Health technology assessment bodies around the world require robust and comprehensive evidence to support the efficacy of a new treatment. Systematic literature reviews, which we conduct here at Mtech Access, are widely recognised as the ‘gold standard’ methodology to find this evidence. This methodology aims to gather relevant evidence for a given research question and evaluate the reliability of the evidence. This is just one area where evidence-based medicine plays a crucial role in a new treatment’s journey from the laboratory to the patient.
For some treatments, e.g. rare diseases, evidence may be limited or unavailable. Perhaps very few clinical trials have been conducted, or there are no existing treatments on the market for the disease in question.
In the article, Professor Spence, discusses a variety of scenarios where the inappropriate use of evidence-based medicine can lead to limited decision making. Two areas that stood out for me were:
- Withholding a therapy from patients whose disease subgroup was not included in the trial – I have seen strict applications of evidence-based medicine that have meant, for instance, that because a trial was conducted in adults, the results could not be said to apply to children aged 16–18, meaning that this patient group (teenage cancer) could not access the treatment. The article cites a similar example for elderly patients.
- Misunderstanding of the data by those with little clinical expertise can lead to the use of clinically irrelevant endpoints or effect sizes that are clinically meaningless. Blind acceptance of the numbers from complex analyses, without clinical input from experts in the field, can lead to conclusions that do not reflect the treatment’s true efficacy, or the patient experience.
The article concludes that whilst evidence-based decision making is critical in ensuring patient safety and the development of effective treatments, it should be tempered by clinical judgement. Going forwards it is important to debate whether clinical judgement can help to fill evidence gaps for diseases that are unlikely to receive funding for clinical trials. Is it ever appropriate to assume evidence is transferable?

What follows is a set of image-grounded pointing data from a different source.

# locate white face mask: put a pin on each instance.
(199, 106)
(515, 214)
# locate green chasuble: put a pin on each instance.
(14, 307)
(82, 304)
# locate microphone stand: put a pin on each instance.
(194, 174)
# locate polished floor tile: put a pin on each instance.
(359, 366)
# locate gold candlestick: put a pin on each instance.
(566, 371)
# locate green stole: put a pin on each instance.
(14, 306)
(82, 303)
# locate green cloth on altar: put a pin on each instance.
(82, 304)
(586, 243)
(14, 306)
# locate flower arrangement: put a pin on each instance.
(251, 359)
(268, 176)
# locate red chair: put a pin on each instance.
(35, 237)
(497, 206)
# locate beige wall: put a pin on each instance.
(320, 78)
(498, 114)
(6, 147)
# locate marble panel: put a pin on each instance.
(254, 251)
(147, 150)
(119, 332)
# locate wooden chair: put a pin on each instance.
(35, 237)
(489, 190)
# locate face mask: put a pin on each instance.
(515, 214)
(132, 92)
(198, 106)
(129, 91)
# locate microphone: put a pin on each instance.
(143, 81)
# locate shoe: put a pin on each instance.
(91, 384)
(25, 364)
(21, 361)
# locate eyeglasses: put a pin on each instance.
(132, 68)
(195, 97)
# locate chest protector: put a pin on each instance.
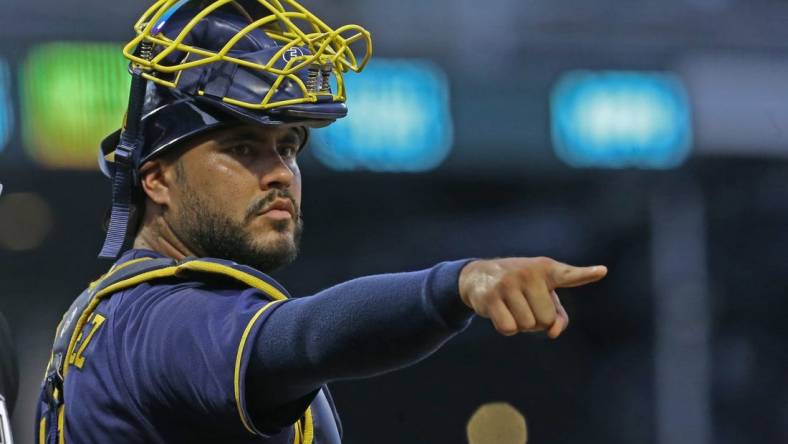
(51, 413)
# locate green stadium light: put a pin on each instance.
(73, 94)
(6, 110)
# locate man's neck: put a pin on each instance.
(158, 236)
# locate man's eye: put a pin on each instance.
(241, 150)
(288, 151)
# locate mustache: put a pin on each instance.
(266, 200)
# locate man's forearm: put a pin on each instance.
(357, 329)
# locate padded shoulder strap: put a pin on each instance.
(74, 319)
(130, 274)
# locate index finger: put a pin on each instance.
(562, 275)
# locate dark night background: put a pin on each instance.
(638, 364)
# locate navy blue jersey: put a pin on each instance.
(212, 360)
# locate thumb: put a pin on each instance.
(566, 276)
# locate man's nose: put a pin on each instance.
(277, 174)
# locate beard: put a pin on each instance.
(214, 234)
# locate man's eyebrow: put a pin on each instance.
(235, 137)
(292, 136)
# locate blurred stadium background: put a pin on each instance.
(646, 135)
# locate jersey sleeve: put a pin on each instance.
(182, 348)
(356, 329)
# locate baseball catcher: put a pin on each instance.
(185, 339)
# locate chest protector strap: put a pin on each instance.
(51, 418)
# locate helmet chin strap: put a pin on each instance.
(124, 176)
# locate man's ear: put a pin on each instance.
(157, 181)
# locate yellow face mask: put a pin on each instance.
(162, 59)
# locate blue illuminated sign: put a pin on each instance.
(398, 121)
(621, 119)
(6, 109)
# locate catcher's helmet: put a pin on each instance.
(197, 65)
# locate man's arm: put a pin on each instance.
(375, 324)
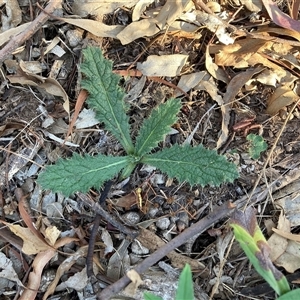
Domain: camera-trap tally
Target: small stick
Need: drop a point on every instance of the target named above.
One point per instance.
(21, 38)
(221, 212)
(108, 217)
(89, 257)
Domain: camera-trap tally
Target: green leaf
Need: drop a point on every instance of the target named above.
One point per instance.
(106, 97)
(81, 173)
(258, 145)
(149, 296)
(292, 295)
(195, 165)
(254, 244)
(185, 288)
(155, 128)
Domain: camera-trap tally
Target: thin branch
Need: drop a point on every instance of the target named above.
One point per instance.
(221, 212)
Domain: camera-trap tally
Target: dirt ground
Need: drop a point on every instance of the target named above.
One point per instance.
(39, 92)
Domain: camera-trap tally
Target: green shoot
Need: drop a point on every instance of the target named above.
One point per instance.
(254, 244)
(195, 165)
(185, 288)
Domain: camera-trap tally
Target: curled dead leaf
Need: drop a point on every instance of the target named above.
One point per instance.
(282, 97)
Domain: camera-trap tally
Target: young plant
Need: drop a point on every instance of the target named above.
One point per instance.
(185, 288)
(196, 165)
(254, 244)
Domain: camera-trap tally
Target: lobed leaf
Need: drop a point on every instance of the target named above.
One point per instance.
(106, 97)
(254, 244)
(155, 128)
(81, 173)
(195, 165)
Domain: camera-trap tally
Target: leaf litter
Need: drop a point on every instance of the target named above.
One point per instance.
(215, 55)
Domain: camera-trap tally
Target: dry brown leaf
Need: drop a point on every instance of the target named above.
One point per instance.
(95, 27)
(51, 85)
(213, 68)
(139, 9)
(7, 270)
(215, 25)
(238, 55)
(148, 27)
(136, 282)
(151, 241)
(233, 88)
(189, 81)
(12, 16)
(282, 97)
(51, 235)
(32, 244)
(279, 17)
(252, 5)
(280, 31)
(135, 30)
(6, 35)
(35, 276)
(64, 267)
(126, 201)
(84, 8)
(165, 65)
(290, 259)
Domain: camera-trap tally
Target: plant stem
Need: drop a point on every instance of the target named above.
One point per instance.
(90, 254)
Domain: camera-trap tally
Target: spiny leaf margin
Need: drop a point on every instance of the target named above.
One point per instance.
(80, 173)
(158, 125)
(105, 95)
(185, 288)
(196, 165)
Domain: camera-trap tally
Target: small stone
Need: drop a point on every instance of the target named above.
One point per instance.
(74, 37)
(163, 223)
(288, 148)
(138, 248)
(152, 212)
(131, 217)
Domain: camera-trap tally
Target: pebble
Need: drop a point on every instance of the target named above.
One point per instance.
(138, 248)
(163, 223)
(74, 37)
(152, 212)
(131, 217)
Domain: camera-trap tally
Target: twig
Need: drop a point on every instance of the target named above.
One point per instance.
(89, 257)
(20, 39)
(106, 216)
(221, 212)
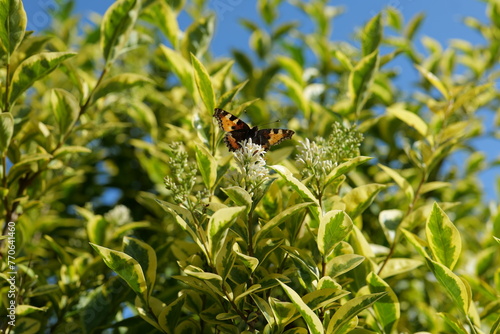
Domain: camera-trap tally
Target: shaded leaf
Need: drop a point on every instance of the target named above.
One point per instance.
(386, 308)
(146, 256)
(66, 110)
(207, 165)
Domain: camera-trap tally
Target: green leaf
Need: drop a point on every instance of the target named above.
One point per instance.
(70, 150)
(400, 181)
(66, 110)
(334, 226)
(248, 261)
(438, 84)
(125, 266)
(277, 220)
(453, 323)
(33, 69)
(146, 256)
(239, 196)
(228, 96)
(371, 35)
(341, 319)
(360, 80)
(219, 224)
(311, 319)
(343, 263)
(323, 297)
(296, 94)
(360, 198)
(293, 68)
(225, 258)
(386, 308)
(410, 118)
(182, 224)
(266, 310)
(452, 284)
(345, 168)
(116, 25)
(495, 329)
(27, 163)
(181, 67)
(164, 17)
(298, 186)
(343, 59)
(207, 165)
(6, 131)
(170, 315)
(414, 25)
(13, 24)
(204, 84)
(419, 244)
(396, 266)
(198, 36)
(443, 238)
(96, 229)
(120, 83)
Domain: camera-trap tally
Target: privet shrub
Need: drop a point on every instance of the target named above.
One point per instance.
(129, 215)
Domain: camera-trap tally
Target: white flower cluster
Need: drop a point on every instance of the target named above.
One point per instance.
(251, 170)
(182, 176)
(318, 158)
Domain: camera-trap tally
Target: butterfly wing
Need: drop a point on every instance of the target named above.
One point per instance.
(229, 122)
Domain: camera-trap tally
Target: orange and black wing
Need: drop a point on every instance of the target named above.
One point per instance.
(270, 137)
(229, 122)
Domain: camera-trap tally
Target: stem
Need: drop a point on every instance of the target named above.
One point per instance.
(7, 84)
(407, 213)
(250, 232)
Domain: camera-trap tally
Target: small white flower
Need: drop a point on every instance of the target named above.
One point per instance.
(119, 215)
(251, 170)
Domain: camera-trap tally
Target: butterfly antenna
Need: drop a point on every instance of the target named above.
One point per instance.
(276, 121)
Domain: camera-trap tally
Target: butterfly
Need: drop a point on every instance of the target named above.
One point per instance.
(237, 131)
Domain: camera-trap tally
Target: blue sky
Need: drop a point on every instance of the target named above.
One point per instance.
(443, 22)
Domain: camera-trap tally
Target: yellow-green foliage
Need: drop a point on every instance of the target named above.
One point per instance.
(360, 222)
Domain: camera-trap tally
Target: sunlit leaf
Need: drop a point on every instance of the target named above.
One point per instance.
(125, 266)
(204, 84)
(350, 309)
(6, 131)
(386, 308)
(334, 226)
(371, 35)
(443, 238)
(452, 284)
(400, 181)
(311, 319)
(33, 69)
(117, 23)
(13, 24)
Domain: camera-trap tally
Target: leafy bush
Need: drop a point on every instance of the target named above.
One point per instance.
(360, 223)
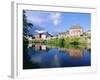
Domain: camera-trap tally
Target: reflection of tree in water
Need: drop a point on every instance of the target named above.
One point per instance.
(27, 64)
(75, 53)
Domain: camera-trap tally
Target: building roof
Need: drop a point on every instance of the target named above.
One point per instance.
(76, 27)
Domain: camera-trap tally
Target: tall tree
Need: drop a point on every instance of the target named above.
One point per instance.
(26, 24)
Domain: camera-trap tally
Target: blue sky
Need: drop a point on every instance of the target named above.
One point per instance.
(55, 22)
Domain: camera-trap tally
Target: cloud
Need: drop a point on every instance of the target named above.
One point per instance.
(56, 18)
(36, 20)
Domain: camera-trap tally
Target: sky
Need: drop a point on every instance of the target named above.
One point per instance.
(55, 22)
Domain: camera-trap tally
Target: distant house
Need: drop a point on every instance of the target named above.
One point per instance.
(75, 31)
(41, 35)
(63, 34)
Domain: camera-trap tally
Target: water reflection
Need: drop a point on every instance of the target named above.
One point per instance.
(42, 56)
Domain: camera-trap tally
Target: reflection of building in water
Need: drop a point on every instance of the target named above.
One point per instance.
(40, 47)
(75, 53)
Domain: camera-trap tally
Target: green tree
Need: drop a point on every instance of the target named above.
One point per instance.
(26, 24)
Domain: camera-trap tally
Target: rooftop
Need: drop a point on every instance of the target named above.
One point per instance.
(76, 27)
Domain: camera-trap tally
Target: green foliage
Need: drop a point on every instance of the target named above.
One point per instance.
(26, 24)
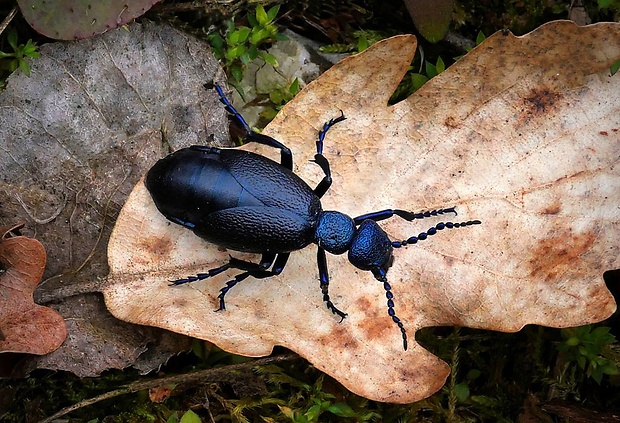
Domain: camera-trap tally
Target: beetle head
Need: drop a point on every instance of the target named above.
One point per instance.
(371, 247)
(334, 232)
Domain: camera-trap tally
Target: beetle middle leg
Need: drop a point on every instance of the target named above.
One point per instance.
(258, 271)
(324, 278)
(286, 157)
(319, 159)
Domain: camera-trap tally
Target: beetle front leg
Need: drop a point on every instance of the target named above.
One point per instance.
(324, 278)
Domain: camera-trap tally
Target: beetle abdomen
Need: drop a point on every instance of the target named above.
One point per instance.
(257, 229)
(188, 185)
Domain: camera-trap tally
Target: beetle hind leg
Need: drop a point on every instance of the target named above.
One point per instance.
(324, 278)
(380, 276)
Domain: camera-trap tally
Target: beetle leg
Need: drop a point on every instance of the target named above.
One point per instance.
(324, 279)
(386, 214)
(326, 182)
(319, 159)
(432, 231)
(286, 157)
(252, 269)
(322, 132)
(380, 276)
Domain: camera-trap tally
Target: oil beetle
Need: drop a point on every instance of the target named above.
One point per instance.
(246, 202)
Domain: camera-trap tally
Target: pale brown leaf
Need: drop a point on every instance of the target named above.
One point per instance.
(522, 134)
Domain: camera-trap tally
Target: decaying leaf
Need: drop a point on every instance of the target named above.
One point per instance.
(26, 327)
(522, 134)
(75, 138)
(76, 19)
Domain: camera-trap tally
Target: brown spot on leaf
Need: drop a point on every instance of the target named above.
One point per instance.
(451, 122)
(557, 254)
(554, 208)
(372, 323)
(541, 100)
(159, 246)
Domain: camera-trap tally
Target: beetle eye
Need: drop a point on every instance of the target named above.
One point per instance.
(371, 247)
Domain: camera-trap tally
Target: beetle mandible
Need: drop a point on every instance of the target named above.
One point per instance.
(246, 202)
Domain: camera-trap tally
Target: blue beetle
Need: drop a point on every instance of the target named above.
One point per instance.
(246, 202)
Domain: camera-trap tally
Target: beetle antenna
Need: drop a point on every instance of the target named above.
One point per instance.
(432, 231)
(380, 275)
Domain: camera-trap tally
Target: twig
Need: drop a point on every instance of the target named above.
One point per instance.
(202, 375)
(41, 221)
(8, 19)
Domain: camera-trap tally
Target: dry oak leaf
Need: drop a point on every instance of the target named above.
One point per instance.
(26, 326)
(509, 135)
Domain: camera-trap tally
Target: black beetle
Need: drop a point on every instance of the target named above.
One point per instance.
(246, 202)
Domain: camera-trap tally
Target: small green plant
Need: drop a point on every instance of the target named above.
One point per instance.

This balance of evidence and clinical common sense, in the interest of patients, is something that I have looked to investigate throughout my career. It is a passion I share with my new colleagues across Mtech Access. Joining in the summer, I was delighted to learn more about our links with healthcare professionals and how our team draw on these throughout the market access and reimbursement process.
Via our network of contracted associates from across the NHS and other healthcare settings, we are able to engage clinical experts, currently working with patients, who can review the evidence generated by our systematic review team and provide thoughtful insight in the presence of evidence gaps.
It is highly valuable to have this resource on tap, so we can ensure our evidence base is as robust as possible, combining the best of evidence-based medicine with clinical insight.